叡秀はとんとんっと侑浬の背を優しく叩く。
「大丈夫だよ。肉飽飽は人身売買なんてやってない。悪い人たちじゃなかったんだ」
「でも、お金……」
「困ってる人を助けてくれたお礼なんだよ。このお金でまた困ってる人を助けてくださいね、ってことだったんだ」
「……俺と侑珠は叡秀のところにいちゃいけないの?」
「え? 何で? 侑浬と侑珠はもう僕の息子だ。親子は一緒にいるものだよ。でも肉飽飽にはお世話になったんだろう?」
馬車の周りには隊員と思われる老若男女が集まっていた。賑やかで楽しそうだ。
肉飽飽隊員の一人がこちらに気が付いた。侑浬と侑珠を見つけると、目を見開いて駆け寄ってくる。

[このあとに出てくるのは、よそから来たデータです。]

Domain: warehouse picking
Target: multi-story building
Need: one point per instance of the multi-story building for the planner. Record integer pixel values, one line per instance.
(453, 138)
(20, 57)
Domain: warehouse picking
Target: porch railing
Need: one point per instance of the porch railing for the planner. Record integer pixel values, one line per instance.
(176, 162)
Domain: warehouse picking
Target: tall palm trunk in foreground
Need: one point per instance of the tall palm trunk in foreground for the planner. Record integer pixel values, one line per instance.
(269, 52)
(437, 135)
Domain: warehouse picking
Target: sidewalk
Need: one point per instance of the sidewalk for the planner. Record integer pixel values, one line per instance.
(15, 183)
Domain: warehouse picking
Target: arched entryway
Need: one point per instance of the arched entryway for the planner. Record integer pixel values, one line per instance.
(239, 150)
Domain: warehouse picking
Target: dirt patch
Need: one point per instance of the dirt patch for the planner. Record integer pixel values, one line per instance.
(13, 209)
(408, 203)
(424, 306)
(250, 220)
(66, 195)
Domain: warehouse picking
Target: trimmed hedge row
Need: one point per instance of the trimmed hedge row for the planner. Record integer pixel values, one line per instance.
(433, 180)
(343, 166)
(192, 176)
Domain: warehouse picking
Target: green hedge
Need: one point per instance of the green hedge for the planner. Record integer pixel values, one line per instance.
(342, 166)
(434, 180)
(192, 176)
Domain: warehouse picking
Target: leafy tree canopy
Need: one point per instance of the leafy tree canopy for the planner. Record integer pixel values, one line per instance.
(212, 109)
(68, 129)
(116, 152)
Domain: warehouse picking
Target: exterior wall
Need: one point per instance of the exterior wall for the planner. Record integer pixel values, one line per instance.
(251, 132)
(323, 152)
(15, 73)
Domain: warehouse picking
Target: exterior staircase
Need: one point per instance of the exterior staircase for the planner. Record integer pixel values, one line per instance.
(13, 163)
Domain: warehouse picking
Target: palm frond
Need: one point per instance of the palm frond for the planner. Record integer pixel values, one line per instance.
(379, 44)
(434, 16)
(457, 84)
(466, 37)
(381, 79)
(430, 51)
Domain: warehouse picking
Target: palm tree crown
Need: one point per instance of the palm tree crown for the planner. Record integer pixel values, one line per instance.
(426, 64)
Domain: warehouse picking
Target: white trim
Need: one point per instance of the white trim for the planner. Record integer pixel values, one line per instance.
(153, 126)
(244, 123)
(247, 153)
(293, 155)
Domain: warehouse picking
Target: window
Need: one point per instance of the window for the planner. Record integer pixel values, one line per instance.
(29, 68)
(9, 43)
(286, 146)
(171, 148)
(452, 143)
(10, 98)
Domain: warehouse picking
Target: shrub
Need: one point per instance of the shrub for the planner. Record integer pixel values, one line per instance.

「仲が良かったなら挨拶しておいで。侑浬と侑珠はうちで暮らすから、出立したらしばらくは会えないよ。挨拶できる? 鍾侑浬です、鍾侑珠です、って言うんだよ」
侑浬と侑珠は一瞬目を丸くしたけれど、すぐにいつもの笑顔を見せてくれた。
「うんっ! 侑珠! 挨拶するよ! できる⁉」
「しょうゆずです!」
侑浬と侑珠が気合を入れて練習していると、ばたばたと足音を立てて少年が突撃してきた。転びそうな勢いで抱きしめている。
「無事だったんだな! 売り飛ばされたんじゃないかって心配してたんだ!」
「ごめん。元気だよ。侑珠も元気」
「しょうゆずです! げんきです!」
「しょうゆず? しょうって何だ?」
「俺と侑珠は息子になったんだよ。叡秀の子供!」
侑浬と侑珠はぎゅっと叡秀に抱き着きながら紹介してくれた。紹介した相手は目の前の少年だっただろうが、叡秀の目には別の人物が映っていた。
少年を追ってやって来たのは、三十代頃の男女だ。
「肉飽飽店主の莉劉帆です。こっちは妻の玲玲。依依は私たちの娘ですが、他の子の親代わりみたいなことをしとります」
「依依から聞きました。ご迷惑をおかけしたようで申し訳ありません」
「いいえ。事情を確認していない僕も悪かったんです。鍾叡秀といいます。ご挨拶が遅れて申し訳ありません」
深く頭を下げ、見上げると違和感を覚えた。莉劉帆という男は、名は初めて聞いたが顔はどこかで見た覚えがあった。それもごく最近、店の中でだ。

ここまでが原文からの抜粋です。